Insomnia is the most frequently reported side effect of CYLERT; it usually occurs early in therapy prior to an optimum therapeutic response. In the majority of cases it is transient in nature or responds to a reduction in dosage.
Gastrointestinal: Anorexia and weight loss may occur during the first weeks of therapy. In the majority of cases it is transient in nature; weight gain usually resumes within three to six months.

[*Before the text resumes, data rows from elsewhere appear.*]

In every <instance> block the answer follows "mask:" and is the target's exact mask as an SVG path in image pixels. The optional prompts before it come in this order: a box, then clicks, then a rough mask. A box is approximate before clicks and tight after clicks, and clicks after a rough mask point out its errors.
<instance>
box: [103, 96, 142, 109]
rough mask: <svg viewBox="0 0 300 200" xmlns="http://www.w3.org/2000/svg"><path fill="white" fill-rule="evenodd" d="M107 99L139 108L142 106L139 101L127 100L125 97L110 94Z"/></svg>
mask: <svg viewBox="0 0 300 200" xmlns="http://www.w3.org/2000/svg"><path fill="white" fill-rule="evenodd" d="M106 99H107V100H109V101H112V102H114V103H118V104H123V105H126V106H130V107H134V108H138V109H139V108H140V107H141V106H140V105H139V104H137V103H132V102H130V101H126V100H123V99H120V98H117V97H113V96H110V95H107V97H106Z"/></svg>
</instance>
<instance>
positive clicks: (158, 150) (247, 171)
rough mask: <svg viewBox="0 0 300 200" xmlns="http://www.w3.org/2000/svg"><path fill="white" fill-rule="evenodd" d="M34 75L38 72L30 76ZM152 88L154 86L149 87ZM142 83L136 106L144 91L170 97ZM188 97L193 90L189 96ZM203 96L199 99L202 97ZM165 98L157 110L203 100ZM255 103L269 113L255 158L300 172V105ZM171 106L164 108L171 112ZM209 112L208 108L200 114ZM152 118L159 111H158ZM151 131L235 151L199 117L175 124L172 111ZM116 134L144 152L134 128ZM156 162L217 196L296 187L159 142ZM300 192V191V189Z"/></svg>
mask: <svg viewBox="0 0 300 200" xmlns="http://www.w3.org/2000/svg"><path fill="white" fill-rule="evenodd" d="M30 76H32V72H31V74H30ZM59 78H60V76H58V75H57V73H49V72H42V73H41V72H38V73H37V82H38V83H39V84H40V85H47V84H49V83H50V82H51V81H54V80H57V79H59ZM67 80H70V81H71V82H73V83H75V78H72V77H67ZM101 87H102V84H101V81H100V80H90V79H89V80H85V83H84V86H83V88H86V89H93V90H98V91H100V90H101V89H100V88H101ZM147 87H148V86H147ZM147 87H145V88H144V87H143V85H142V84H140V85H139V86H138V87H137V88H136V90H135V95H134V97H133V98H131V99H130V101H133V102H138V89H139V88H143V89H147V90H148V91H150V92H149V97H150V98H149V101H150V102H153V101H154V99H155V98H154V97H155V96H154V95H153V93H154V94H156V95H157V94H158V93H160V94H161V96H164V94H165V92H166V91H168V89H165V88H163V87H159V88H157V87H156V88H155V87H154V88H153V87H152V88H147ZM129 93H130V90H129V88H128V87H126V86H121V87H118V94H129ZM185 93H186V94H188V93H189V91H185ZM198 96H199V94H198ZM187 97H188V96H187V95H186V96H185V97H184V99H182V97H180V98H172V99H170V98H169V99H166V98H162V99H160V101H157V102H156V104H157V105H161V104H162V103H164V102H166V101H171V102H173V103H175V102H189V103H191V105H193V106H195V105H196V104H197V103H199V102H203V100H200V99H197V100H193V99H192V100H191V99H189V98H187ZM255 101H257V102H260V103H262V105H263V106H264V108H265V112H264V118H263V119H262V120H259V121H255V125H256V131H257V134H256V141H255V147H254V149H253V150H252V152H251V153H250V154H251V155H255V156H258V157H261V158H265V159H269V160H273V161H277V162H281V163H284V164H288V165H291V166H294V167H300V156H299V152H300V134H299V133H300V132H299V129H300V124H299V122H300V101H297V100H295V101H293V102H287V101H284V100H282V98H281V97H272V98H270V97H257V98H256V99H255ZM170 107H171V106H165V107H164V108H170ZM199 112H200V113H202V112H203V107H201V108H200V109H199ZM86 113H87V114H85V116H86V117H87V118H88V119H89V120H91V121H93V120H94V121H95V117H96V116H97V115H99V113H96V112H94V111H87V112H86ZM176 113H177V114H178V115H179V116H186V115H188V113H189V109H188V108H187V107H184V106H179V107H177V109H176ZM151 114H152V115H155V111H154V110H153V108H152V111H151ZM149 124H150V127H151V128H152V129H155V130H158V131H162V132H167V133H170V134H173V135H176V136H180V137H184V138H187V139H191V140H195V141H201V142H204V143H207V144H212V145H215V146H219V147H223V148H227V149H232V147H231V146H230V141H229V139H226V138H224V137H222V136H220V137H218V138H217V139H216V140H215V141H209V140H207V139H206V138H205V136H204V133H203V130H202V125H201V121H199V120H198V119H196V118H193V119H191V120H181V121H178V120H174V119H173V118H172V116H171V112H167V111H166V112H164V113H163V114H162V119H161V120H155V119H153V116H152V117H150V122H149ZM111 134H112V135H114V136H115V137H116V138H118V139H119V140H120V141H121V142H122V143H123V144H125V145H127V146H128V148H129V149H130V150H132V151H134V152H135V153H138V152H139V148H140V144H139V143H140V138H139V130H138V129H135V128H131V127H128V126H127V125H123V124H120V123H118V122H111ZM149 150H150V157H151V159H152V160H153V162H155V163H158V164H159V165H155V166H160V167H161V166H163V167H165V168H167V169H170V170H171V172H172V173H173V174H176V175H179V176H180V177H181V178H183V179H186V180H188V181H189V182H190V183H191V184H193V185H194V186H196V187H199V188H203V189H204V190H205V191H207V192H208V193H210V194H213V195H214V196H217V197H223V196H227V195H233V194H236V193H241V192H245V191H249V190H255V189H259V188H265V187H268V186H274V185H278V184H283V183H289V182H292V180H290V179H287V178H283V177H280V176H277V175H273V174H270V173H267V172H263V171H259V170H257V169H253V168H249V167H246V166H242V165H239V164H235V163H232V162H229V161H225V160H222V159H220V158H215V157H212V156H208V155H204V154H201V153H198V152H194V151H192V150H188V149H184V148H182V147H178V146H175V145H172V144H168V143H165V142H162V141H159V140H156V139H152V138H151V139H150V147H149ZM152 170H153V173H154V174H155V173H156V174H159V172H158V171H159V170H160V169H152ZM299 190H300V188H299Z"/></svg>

Nausea and stomach ache have also been reported.
Genitourinary: A case of elevated acid phosphatase in association with prostatic enlargement has been reported in a 63 year old male who was treated with CYLERT for sleepiness. The acid phosphatase normalized with discontinuation of CYLERT and was again elevated with rechallenge.
Miscellaneous: Suppression of growth has been reported with the long-term use of stimulants in children. (See WARNINGS.) Skin rash has been reported with CYLERT.
If adverse reactions are of a significant or protracted nature, dosage should be reduced or the drug discontinued.
DRUG ABUSE AND DEPENDENCE
Controlled Substance: CYLERT is subject to control under DEA schedule IV.
Abuse: CYLERT failed to demonstrate a potential for self-administration in primates. However, the pharmacologic similarity of pemoline to other psychostimulants with known dependence liability suggests that psychological and/or physical dependence might also occur with CYLERT. There have been isolated reports of transient psychotic symptoms occurring in adults following the long-term misuse of excessive oral doses of pemoline. CYLERT should be given with caution to emotionally unstable patients who may increase the dosage on their own initiative.
Signs and symptoms of acute overdosage, resulting principally from overstimulation of the central nervous system and from excessive sympathomimetic effects, may include the following: vomiting, agitation, tremors, hyperreflexia, muscle twitching, convulsions (may be followed by coma), euphoria, confusion, hallucinations, delirium, sweating, flushing, headache, hyperpyrexia, tachycardia, hypertension and mydriasis. Consult with a Certified Poison Control Center regarding treatment for up to date guidance and advice. Treatment consists of appropriate supportive measures. The patient must be protected against self-injury and against external stimuli that would aggravate overstimulation already present. Gastric contents may be evacuated by gastric lavage. Other measures to detoxify the gut include administration of activated charcoal and a cathartic. Chlorpromazine has been reported in the literature to be useful in decreasing CNS stimulation and sympathomimetic effects.
Efficacy of peritoneal dialysis or extracorporeal hemodialysis for CYLERT overdosage has not been established.
DOSAGE AND ADMINISTRATION
CYLERT (pemoline) is administered as a single oral dose each morning. The recommended starting dose is 37.5 mg/day. This daily dose should be gradually increased by 18.75 mg at one week intervals until the desired clinical response is obtained. The effective daily dose for most patients will range from 56.25 to 75 mg. The maximum recommended daily dose of pemoline is 112.5 mg.
Clinical improvement with CYLERT is gradual. Using the recommended schedule of dosage titration, significant benefit may not be evident until the third or fourth week of drug administration. Because CYLERT provides an observable symptomatic benefit, patients who fail to show substantial clinical benefit within 3 weeks of completing dose titration, should be withdrawn from CYLERT therapy.
Where possible, drug administration should be interrupted occasionally to determine if there is a recurrence of behavioral symptoms sufficient to require continued therapy.
CYLERT (pemoline) is supplied as monogrammed, grooved tablets in three dosage strengths:
18.75 mg tablets (white) in bottles of 100 (NDC 0074-6025-13);
37.5 mg tablets (orange-colored) in bottles of 100 (NDC 0074-6057-13);
75 mg tablets (tan-colored) in bottles of 100 (NDC 0074-6073-13).
CYLERT (pemoline) Chewable is supplied as 37.5 mg monogrammed, grooved tablets (orange-colored) in bottles of 100 (NDC 0074-6088-13).
Recommended Storage: Store below 86°F (30°C).